He said this in November

At the 11/1/2025 PCRI conference the following was said by Matthew R. Cooperberg, MD, MPH Urologic Oncologist UCSF

What about focal therapy?
* The energy modality matters much less than the accuracy of the imaging - which is not there yet.
* Overall focal therapy is associated with minor side effects, but high rates of recurrence both in- and out-of-field.
* Focal therapy is not really a replacement for surgery or radiation; it is better considered an adjunct to active surveillance

He reinforced it today. He felt that people who had more than a 4+3 or had lesions in both sides of their prostate should not even consider it. Here’s a bunch of information from his today’s presentation.
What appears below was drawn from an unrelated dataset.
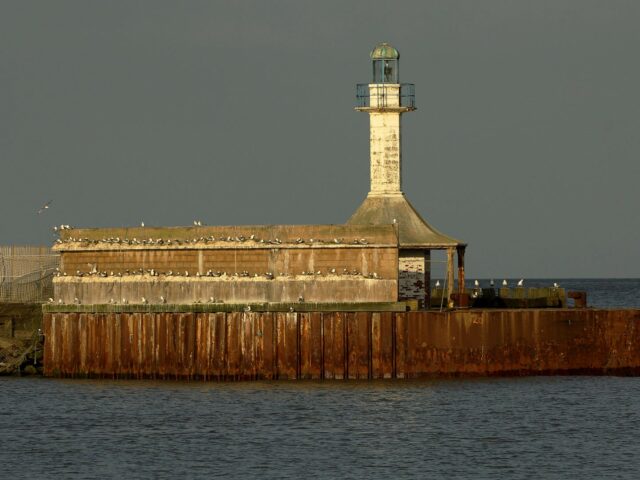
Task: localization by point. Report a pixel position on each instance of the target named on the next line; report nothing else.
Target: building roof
(384, 51)
(414, 231)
Some information from today’s slides

UCSF Results: first 135 HIFU patients
• 54% recurrence (41% in-field)
• 4% progression by 1 year, 16% overall
• IPSS (urinary obstruction) 6 before, 6 after
• SHIM (erection function) 16 before, 13 after (p=0.11)
• Major drivers of recurrence: GG3, high Decipher

Trade-offs
• Overall focal therapy is associated with minor side effects, but high rates of recurrence
• Inadequate energy delivery?
• Inadequate field of treatment?
• New cancer development?
• Others?
• Understanding the high recurrence rates and trying to improve them is a major area of research focus.
• Focal therapy does not burn bridges: RP, RT, even additional focal therapy are possible if necessary

Summary thoughts
•Focal ablation has a growing role for very carefully selected cases.
• Side effects rates are low but recurrence rates are high. GG3 and high Decipher are warning signs, as are high PSAD and bilateral disease.
• Focal therapy is an adjunct to active surveillance; additional treatment may well be needed down the road, but these treatments are still possible after focal.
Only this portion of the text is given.